As a kid, I had older neighbor girls who turned me on to rock music at a young age. They started me with the Beatles, and then on to the Stones and Zeppelin. I had a subscription to Rolling Stone magazine when I was like ... oh, 13. When I wrote for my junior high school newspaper, I insisted on writing the rock column ... we had one issue, and I wrote about the Beatles.

In 1975, Tommy, the movie based on the Who's rock opera, was released. I was 13. It was the summer before my eighth grade year in school. There was nothing that I wanted more than to see that movie. I had to see it. And I nagged, and nagged, and nagged my mother... oh, you have to take me to the show to see this movie or else I will melt into a puddle right here in front of you. In 1975 going to the movies was a big deal. I may have seen five others before then. She finally gave in and took my brother, who was two years older, and I to the show. She dropped us off and said that she would be back to pick us up in a couple of hours. I was so excited! I was going to see a real rock opera! So on this hot summer day, my brother and I walked into an air conditioned theater, and I settled in to be rocked.

You know how it is when you really look forward to seeing a performance, whether film, concert, game, and you have to be like square in front of it. Feet firmly planted and hands tight on the arm rest. Trance-like I waited for the movie to begin, and as it began it was almost as if I wasn't there at all. I was in a place of pure exaltation, and then .... the power went out! And it didn't come back on! So we went to a pay phone and called mom to come get us. I was a sad kitten.

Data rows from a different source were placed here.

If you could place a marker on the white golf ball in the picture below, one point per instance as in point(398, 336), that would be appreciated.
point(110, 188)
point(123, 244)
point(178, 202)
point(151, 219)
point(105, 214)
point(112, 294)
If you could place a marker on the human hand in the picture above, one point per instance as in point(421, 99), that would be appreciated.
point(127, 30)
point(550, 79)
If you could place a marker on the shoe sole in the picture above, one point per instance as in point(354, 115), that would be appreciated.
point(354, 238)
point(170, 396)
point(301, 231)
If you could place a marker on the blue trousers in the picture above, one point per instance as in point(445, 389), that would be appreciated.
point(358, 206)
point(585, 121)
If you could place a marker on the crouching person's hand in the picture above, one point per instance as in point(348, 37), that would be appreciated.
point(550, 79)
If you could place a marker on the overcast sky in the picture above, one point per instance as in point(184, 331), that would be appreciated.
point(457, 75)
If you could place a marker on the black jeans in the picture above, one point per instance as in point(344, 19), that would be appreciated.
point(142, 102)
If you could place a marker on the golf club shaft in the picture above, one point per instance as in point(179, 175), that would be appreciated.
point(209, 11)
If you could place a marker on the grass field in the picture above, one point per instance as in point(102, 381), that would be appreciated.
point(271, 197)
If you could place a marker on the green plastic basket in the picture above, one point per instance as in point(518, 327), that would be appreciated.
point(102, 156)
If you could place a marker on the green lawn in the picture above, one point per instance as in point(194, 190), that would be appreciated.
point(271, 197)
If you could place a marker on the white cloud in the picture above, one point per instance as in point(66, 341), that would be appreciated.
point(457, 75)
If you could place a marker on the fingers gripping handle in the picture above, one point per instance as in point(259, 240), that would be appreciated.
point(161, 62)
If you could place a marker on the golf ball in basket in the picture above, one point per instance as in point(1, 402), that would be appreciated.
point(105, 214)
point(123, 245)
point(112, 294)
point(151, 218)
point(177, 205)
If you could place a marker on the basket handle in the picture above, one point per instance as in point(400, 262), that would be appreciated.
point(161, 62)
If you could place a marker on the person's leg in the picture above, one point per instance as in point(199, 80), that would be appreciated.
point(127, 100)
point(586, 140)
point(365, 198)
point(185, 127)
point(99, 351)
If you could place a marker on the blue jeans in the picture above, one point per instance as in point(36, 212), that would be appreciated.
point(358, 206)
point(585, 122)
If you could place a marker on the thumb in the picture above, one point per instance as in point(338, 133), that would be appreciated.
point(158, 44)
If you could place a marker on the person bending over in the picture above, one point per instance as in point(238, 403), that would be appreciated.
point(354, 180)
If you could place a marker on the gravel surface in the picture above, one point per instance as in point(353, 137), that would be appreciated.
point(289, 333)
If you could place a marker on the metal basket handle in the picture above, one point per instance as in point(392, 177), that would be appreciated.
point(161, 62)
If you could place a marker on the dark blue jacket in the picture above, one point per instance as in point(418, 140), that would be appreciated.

So I thought of this when we were talking belly up to the bar. And like any other work conversation, it drifted and I didn't think of it. Until this morning when I saw a text from the night before from a friend who had joined us later and had missed the whole Who conversation, he wrote, 'Behind Blue Eyes, The Who, 1971.' He had been telling me that he was a sad man. Of course, my first reaction was to respond to the connection. He had no idea that we were in Who-ville earlier, then he pulls it out as if he were there all along. The coincidence of it is enchanting. I texted back with that wonderment, and now I consider someone who is in a place where a song reads their life. That's usually a heady place. And I feel bad that my first thought was ... connection, not his lyriced life.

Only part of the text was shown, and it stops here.